WildChlamydia / MiVOLO

MiVOLO age & gender transformer neural network
308 stars 54 forks source link

Cannot export MiVOLO model into `onnx` format using `torch.onnx.export` #14

Closed MasterHM-ml closed 1 year ago

MasterHM-ml commented 1 year ago

I am adding a line here to convert self.model into onnx format. Here is my code snippet

        random_input = torch.randn(1, 6, 224, 224, device=self.device)
        onnx_model_name = "mi_volo.onnx"
        # pytorch to onnx
        torch.onnx.export(self.model, random_input, onnx_model_name, verbose=True, opset_version=18)

but I am getting the following error:

============= Diagnostic Run torch.onnx.export version 2.0.1+cu117 =============
verbose: False, log level: Level.ERROR
======================= 0 NONE 0 NOTE 0 WARNING 0 ERROR ========================

Traceback (most recent call last):
  File "/home/master/.local/lib/python3.10/site-packages/torch/onnx/symbolic_opset18.py", line 52, in col2im
    num_dimensional_axis = symbolic_helper._get_tensor_sizes(output_size)[0]
TypeError: 'NoneType' object is not subscriptable

I tried debugging the error, but couldn't understand it due to less familiarity with the conversion process. The actual line that is causing an error is num_dimensional_axis = symbolic_helper._get_tensor_sizes(output_size)[0]; I tried inspecting the output_size variable and it is 1072 defined in (%1072 : int[] = prim::ListConstruct(%958, %963), scope: mivolo.model.mivolo_model.MiVOLOModel::/torch.nn.modules.container.Sequential::network.0/timm.models.volo.Outlooker::network.0.0/timm.models.volo.OutlookAttention::attn)

MiVOLO - Latest Pull Pytorch version - 2.0.1 onnx version - 1.14.1 OS - Ubuntu 22.04.3LTS

Any help/direction/discussion will be highly appreciated, thank you.

WildChlamydia commented 1 year ago

Hello! It won't be easy.

  1. You need the Timm library version directly from the source by cloning it from GitHub (you can remove it as a module and clone it, then add to PYTHONPATH). This is necessary for the upcoming steps.
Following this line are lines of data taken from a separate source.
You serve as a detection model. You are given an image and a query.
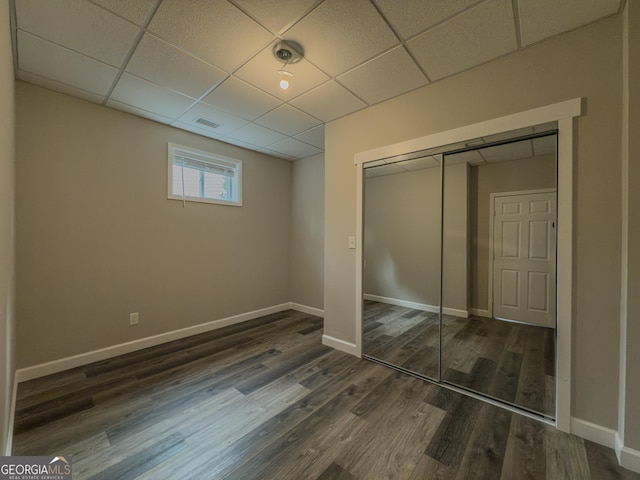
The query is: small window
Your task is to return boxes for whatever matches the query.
[169,143,242,206]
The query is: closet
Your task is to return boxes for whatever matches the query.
[361,122,558,421]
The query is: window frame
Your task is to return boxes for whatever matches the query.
[167,142,242,207]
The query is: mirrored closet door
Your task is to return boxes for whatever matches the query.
[362,124,557,418]
[362,154,442,380]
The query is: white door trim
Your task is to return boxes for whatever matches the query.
[487,188,557,318]
[354,98,582,432]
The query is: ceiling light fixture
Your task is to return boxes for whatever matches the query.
[273,40,303,90]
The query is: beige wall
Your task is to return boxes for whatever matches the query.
[0,0,15,455]
[362,167,440,306]
[290,155,324,310]
[16,82,291,367]
[442,161,469,316]
[325,18,622,428]
[619,1,640,451]
[470,154,556,310]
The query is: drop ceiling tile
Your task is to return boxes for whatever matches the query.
[91,0,158,26]
[149,0,273,72]
[291,81,367,122]
[269,138,322,158]
[234,0,318,33]
[178,102,249,135]
[287,0,399,75]
[111,73,195,118]
[407,0,517,81]
[518,0,620,46]
[479,140,533,163]
[18,70,104,104]
[107,100,172,124]
[532,135,557,155]
[374,0,479,39]
[202,77,282,120]
[228,123,287,147]
[16,0,140,67]
[171,122,226,141]
[127,33,227,98]
[17,31,118,96]
[295,125,324,150]
[338,46,429,105]
[254,147,297,160]
[234,45,329,101]
[256,104,321,136]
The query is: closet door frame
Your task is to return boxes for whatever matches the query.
[354,98,582,433]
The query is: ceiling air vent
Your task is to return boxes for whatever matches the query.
[195,117,222,128]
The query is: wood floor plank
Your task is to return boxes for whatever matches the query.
[316,462,358,480]
[89,433,187,480]
[456,404,513,480]
[500,415,547,480]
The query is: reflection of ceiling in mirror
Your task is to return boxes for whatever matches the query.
[364,122,557,177]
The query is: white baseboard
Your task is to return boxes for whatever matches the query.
[16,303,292,382]
[322,335,358,356]
[442,307,469,318]
[289,302,324,318]
[571,417,617,448]
[362,293,469,318]
[362,293,440,313]
[469,308,491,318]
[613,433,640,473]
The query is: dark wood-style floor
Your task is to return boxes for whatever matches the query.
[13,311,640,480]
[362,300,556,418]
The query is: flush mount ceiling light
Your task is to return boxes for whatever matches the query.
[273,40,304,90]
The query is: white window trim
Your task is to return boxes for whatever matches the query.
[167,142,242,207]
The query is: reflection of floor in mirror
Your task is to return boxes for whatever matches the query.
[363,300,555,416]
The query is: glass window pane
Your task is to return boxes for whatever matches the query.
[204,172,228,200]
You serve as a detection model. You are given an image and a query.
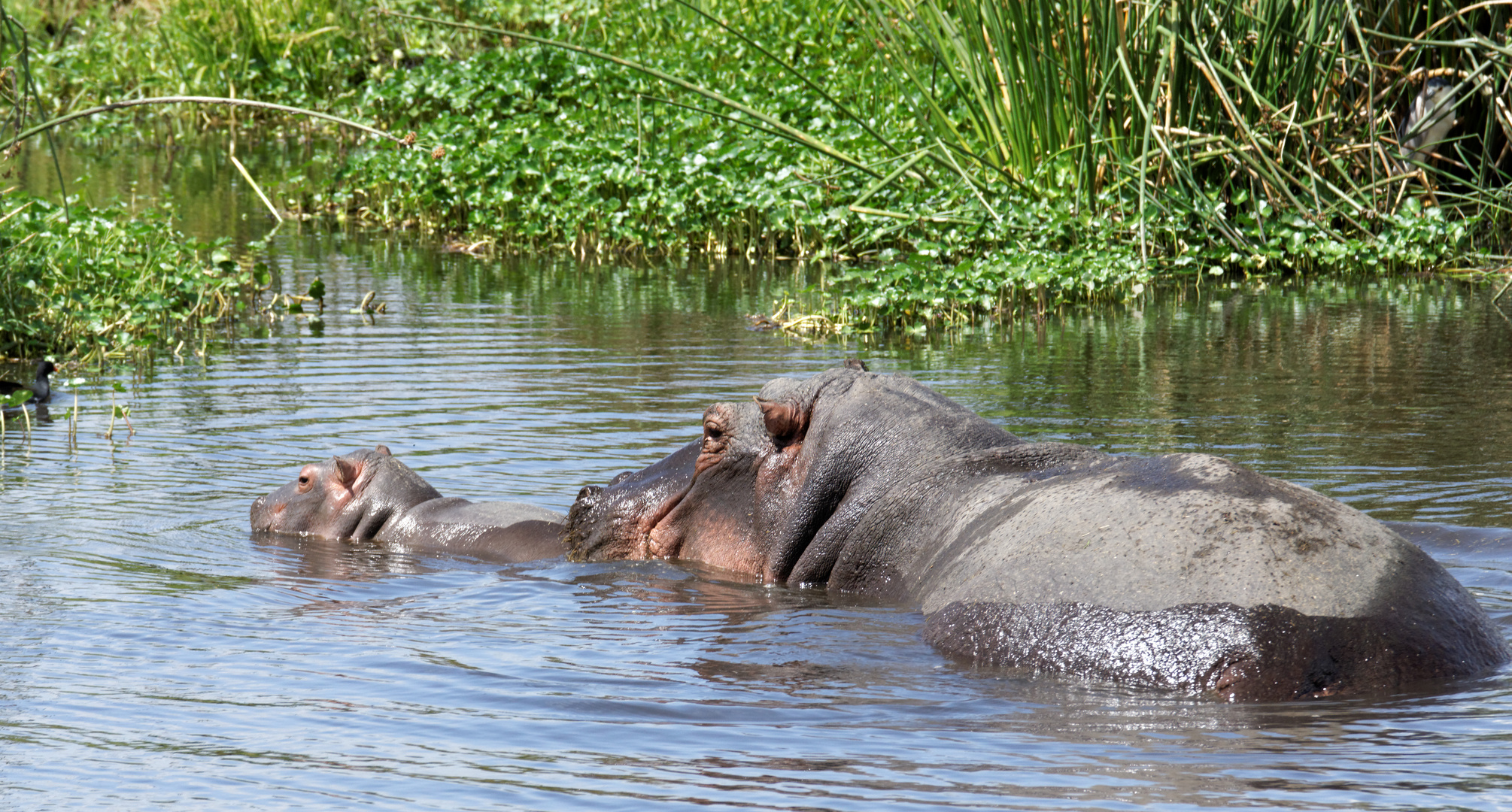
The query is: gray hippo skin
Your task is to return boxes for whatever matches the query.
[253,446,564,562]
[566,362,1507,700]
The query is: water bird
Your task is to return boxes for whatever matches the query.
[1397,76,1455,162]
[0,362,57,404]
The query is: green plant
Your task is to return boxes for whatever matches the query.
[0,198,253,359]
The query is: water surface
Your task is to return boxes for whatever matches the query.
[0,153,1512,810]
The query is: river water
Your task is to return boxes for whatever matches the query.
[0,142,1512,810]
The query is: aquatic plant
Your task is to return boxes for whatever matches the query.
[0,196,253,359]
[8,0,1512,328]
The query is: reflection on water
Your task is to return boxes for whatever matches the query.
[0,142,1512,810]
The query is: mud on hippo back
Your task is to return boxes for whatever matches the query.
[567,362,1507,700]
[251,446,564,562]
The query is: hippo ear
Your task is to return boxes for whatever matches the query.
[335,456,363,490]
[756,398,809,447]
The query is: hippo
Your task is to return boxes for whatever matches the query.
[253,446,564,562]
[566,362,1507,701]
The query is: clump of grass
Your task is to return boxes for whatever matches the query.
[0,196,254,360]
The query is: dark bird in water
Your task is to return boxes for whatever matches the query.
[0,362,57,404]
[1397,76,1455,160]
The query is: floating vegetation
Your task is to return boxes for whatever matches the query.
[0,196,254,360]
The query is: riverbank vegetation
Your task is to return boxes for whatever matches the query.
[0,199,254,362]
[2,0,1512,338]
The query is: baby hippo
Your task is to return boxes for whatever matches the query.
[253,446,566,562]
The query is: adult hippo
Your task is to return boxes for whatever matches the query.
[566,362,1507,700]
[253,446,563,562]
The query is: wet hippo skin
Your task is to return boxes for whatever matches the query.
[566,363,1507,700]
[251,446,564,562]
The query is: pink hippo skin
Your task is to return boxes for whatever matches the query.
[251,446,564,562]
[566,362,1507,700]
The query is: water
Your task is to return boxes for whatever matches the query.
[0,149,1512,810]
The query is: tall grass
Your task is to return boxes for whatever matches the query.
[855,0,1512,247]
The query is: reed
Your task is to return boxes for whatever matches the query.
[855,0,1512,248]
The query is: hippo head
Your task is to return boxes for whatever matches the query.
[253,446,442,538]
[566,362,1021,583]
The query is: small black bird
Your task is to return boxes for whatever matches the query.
[1397,76,1455,160]
[0,362,57,404]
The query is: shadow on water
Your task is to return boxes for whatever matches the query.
[0,136,1512,810]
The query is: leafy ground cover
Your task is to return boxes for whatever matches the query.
[0,196,254,360]
[2,0,1512,337]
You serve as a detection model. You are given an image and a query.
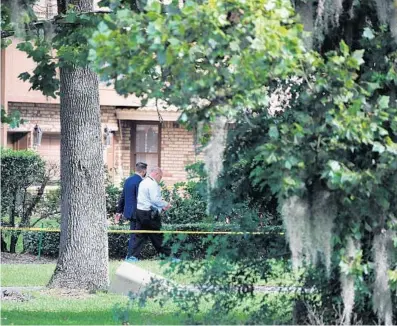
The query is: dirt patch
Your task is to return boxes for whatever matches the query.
[1,252,56,264]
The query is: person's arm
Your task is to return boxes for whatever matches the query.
[149,182,168,209]
[116,189,125,214]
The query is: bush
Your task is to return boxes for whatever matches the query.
[0,148,45,220]
[23,223,287,259]
[163,181,208,224]
[0,148,48,252]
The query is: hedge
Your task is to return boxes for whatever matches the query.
[23,223,288,259]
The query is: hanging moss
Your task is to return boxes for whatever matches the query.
[311,187,337,275]
[281,196,311,270]
[372,231,395,325]
[314,0,343,44]
[295,1,314,50]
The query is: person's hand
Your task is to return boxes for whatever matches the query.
[114,213,121,224]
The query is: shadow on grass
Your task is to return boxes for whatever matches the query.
[1,308,183,325]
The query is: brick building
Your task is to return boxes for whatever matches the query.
[1,40,200,184]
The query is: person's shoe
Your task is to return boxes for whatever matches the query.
[125,256,139,263]
[171,257,181,263]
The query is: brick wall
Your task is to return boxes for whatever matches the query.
[115,120,133,184]
[161,121,202,184]
[9,102,202,185]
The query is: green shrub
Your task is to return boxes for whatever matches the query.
[0,148,45,223]
[0,148,49,252]
[23,223,285,259]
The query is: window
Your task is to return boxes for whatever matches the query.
[131,122,160,170]
[37,132,61,165]
[7,132,30,150]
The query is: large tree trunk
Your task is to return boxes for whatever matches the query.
[50,0,109,290]
[50,64,109,289]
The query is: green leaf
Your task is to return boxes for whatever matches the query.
[363,27,375,40]
[269,125,280,139]
[378,96,390,109]
[352,50,365,65]
[339,41,349,56]
[372,142,385,154]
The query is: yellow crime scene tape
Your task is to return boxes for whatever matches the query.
[0,227,284,235]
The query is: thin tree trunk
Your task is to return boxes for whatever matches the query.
[50,63,108,289]
[49,0,109,290]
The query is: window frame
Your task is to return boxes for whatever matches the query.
[130,120,161,170]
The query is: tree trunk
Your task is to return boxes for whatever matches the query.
[49,0,109,290]
[50,62,109,289]
[10,232,21,254]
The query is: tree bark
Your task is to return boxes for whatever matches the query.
[49,0,109,290]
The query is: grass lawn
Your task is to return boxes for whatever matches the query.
[1,260,298,286]
[1,290,189,325]
[1,260,292,325]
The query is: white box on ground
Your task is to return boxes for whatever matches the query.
[109,262,164,295]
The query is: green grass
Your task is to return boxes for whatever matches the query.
[1,292,189,325]
[1,290,291,325]
[1,261,291,325]
[1,260,298,286]
[1,260,191,286]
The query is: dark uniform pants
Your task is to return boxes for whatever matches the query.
[132,209,171,258]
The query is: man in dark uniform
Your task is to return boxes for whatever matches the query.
[115,162,147,261]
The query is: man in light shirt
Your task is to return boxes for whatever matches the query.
[130,167,176,260]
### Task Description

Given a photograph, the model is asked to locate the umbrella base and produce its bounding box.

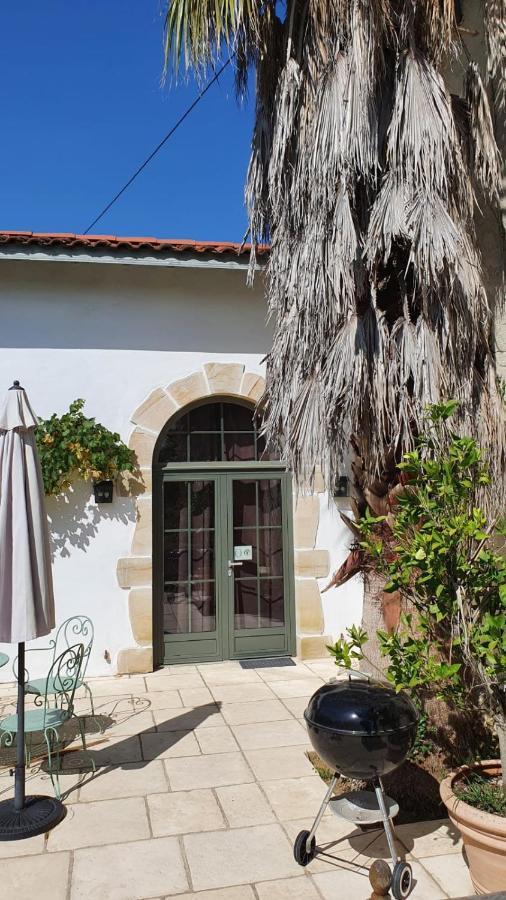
[0,797,65,841]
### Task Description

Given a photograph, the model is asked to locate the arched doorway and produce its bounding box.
[153,397,295,664]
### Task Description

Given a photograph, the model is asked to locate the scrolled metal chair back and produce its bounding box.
[55,616,95,680]
[44,644,84,725]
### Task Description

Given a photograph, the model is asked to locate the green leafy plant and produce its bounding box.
[36,400,135,495]
[326,401,506,780]
[455,774,506,816]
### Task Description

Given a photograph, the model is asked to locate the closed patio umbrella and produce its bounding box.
[0,381,65,841]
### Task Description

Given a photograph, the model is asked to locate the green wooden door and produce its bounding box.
[154,463,294,664]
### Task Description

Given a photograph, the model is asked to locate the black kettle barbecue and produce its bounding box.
[294,672,418,900]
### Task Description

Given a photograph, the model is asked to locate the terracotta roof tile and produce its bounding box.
[0,231,268,256]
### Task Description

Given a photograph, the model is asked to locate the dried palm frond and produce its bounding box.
[166,0,506,505]
[415,0,460,63]
[466,62,501,201]
[387,50,461,197]
[485,0,506,113]
[364,172,411,267]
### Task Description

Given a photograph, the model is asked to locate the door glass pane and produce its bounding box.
[259,578,285,628]
[258,480,281,525]
[233,528,258,578]
[163,480,216,634]
[224,432,255,462]
[190,581,216,634]
[234,578,258,630]
[258,528,283,578]
[233,480,257,528]
[163,584,188,634]
[163,531,188,581]
[191,481,214,529]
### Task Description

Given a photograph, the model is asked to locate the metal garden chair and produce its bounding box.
[0,644,89,799]
[14,616,95,720]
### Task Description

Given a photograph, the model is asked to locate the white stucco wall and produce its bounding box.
[0,251,361,680]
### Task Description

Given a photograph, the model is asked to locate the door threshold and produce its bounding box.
[239,656,297,669]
  2. Explicitly convert the variables 'H' and 'W' to int() here, it's timm bug

  3. During the ONNX conversion process, you will encounter the following error:

torch.onnx.errors.CheckerError: Unrecognized attribute: axes for operator ReduceMax

==> Context: Bad node spec for node. Name: /ReduceMax OpType: ReduceMax

To address this issue, you need to make a modification to the Torch sources. Open the file torch/onnx/utils.py and locate the _export function. Comment out the line that checks the ONNX proto using the following code:

if (operator_export_type is _C_onnx.OperatorExportTypes.ONNX) and (
      not val_use_external_data_format
):
      try:
-         _C._check_onnx_proto(proto)
+         pass #_C._check_onnx_proto(proto)
      except RuntimeError as e:
         raise errors.CheckerError(e) from e
  1. After that model will be saved but won't work because of torch.onnx bug. You have to rewrite the graph:
    
    onnx_model = onnx.load(output_file)
    # Get the graph from the model
    graph = onnx_model.graph

Iterate through all nodes in the graph

for node in graph.node: if "ReduceMax" in node.op_type: for index in range(len(node.attribute)): if node.attribute[index].name == "axes": del node.attribute[index] axes_input = onnx.helper.make_tensor_value_info("axes", onnx.TensorProto.INT64, [1]) axes_value = numpy_helper.from_array(np.array([1]), "axes") onnx_model.graph.input.extend([axes_input]) onnx_model.graph.initializer.extend([axes_value]) node.input.append("axes") break


Now, save this model. It will work.

And all of this is simply not worth it: the **ONNX model performs poorly with batch processing**, and TensorRT is currently not an option due to its lack of support for col2im.
The best way for now is TorchScript.

Good luck and thank you for your star.
MasterHM-ml commented 1 year ago

And all of this is simply not worth it: the ONNX model performs poorly with batch processing, and TensorRT is currently not an option due to its lack of support for col2im. The best way for now is TorchScript.

Thank you for your detailed reply. Through documentation and GitHub issues, I completed the first 3 steps and was ready to convert the model into OpenVINO IR, and found out that the OpenVINO runtime does not support the col2im operation. I was not aware of the issue that you guided in step 4. Massive thanks for informing providing the guide. I will do that.

and, yeah, as you said

Hello! It won't be easy.

this was really not easy. I've spent 3 days and still see no chance of reaching the finish line today.

Hab2Verer commented 5 months ago

@MasterHM-ml @WildChlamydia Hello Guys Good work.

Did you find the definitive way to convert the model to onnx?